Why a non-NYC resident commuter tax won’t work


| lpenner@queenscourier.com |


Video and sketch courtesy of NYPD

Watch in the coming months as New York City Mayor-Elect Bill de Blasio with the support of NYC Comptroller-elect Scott Stringer, NYC Public Advocate-elect Letitia James along with virtually all other NYC Council, State Assembly and State Senate members from the Big Apple renew their annual call for reintroduction of a non-NYC resident commuter tax. How will Mayor de Blasio and company find the monies to pay back his union supporters? Many of the 300,000 NYC municipal employees have been working without contracts for years. They are obviously going to ask for some retroactive back wage increases which are worth up to $7 billion dollars. Residents all over Nassau, Suffolk, Westchester, Rockland, Putnam and other suburban counties are a new potential revenue stream to help Mayor de Blasio and company pay for the costs.
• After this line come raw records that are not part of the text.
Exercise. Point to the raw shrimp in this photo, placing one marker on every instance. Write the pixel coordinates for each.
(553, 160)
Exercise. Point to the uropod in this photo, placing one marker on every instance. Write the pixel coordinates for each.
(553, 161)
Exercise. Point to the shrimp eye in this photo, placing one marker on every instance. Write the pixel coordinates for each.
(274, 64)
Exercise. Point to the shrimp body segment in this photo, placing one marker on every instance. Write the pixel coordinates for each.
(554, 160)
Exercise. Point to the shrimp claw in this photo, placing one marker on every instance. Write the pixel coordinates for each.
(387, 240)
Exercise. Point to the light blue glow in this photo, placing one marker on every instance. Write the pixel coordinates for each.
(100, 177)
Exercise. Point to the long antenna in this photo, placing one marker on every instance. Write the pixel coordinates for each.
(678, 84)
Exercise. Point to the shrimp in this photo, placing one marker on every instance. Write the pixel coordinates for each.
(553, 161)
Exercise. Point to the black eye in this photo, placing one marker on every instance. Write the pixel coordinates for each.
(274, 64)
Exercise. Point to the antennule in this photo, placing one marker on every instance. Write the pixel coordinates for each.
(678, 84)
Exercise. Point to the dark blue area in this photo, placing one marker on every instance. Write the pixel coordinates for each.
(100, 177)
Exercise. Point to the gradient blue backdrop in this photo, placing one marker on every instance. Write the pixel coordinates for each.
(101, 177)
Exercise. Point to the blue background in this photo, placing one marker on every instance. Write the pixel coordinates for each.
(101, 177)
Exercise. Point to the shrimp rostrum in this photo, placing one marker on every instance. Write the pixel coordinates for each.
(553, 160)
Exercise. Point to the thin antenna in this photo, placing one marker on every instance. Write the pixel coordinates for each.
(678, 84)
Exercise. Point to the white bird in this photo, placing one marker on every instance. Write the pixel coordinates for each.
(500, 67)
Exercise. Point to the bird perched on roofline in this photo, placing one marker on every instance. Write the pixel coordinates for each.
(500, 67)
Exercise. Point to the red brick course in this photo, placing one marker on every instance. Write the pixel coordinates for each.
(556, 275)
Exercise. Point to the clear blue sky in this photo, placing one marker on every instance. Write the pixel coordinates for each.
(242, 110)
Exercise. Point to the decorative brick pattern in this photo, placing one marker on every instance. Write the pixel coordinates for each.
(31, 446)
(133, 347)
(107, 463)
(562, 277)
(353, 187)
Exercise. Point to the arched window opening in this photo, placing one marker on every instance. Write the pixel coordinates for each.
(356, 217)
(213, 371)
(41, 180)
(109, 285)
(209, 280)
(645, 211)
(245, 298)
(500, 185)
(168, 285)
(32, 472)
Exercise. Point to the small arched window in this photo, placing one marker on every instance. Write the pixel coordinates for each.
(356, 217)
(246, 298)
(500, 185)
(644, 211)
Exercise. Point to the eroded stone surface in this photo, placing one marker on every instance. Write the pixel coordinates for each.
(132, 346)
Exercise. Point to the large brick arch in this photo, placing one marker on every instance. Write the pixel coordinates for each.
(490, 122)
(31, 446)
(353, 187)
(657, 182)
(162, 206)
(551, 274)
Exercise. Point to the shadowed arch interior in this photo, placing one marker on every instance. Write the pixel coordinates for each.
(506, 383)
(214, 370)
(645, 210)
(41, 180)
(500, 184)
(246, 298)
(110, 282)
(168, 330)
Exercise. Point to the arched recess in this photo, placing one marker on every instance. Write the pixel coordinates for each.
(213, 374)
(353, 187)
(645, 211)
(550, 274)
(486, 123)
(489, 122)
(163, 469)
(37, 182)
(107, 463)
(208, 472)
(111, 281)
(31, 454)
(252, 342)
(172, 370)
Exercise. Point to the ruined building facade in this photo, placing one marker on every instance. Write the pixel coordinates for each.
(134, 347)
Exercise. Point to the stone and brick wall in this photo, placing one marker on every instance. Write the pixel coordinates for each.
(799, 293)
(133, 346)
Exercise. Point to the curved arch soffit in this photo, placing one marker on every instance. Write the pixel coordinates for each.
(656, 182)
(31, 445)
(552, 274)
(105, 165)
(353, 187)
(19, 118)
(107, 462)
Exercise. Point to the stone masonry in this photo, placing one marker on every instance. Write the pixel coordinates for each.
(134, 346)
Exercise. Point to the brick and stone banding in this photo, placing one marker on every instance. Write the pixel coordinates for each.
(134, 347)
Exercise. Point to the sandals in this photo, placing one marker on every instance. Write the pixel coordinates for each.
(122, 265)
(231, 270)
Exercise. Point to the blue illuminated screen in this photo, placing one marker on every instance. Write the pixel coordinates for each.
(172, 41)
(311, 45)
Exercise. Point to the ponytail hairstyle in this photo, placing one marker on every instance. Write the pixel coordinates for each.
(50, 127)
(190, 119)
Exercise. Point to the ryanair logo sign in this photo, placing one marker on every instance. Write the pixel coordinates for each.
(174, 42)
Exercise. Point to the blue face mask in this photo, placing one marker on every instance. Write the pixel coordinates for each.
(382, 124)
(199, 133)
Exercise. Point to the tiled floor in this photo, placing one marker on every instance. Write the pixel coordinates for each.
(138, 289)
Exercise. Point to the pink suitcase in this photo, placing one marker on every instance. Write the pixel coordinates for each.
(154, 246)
He also has to find new revenue sources to fill a looming multi-billion dollar shortfall in next year’s municipal budget.

The Democratic State Assembly speaker controls 100 votes out of the 150 member State Assembly. He starts off with 59 votes including his own out of 61 NYC based members. All he needs for passage is another 15 out of 41 other Democratic members of his caucus.

This old recycled idea periodically proposed by many others missed the potential economic consequences after implementing.

In today’s global economy, boundaries which end at the city line between NYC and the surrounding suburbs and others mean very little. We are all neighbors and thankfully there has never been a Berlin Wall between us.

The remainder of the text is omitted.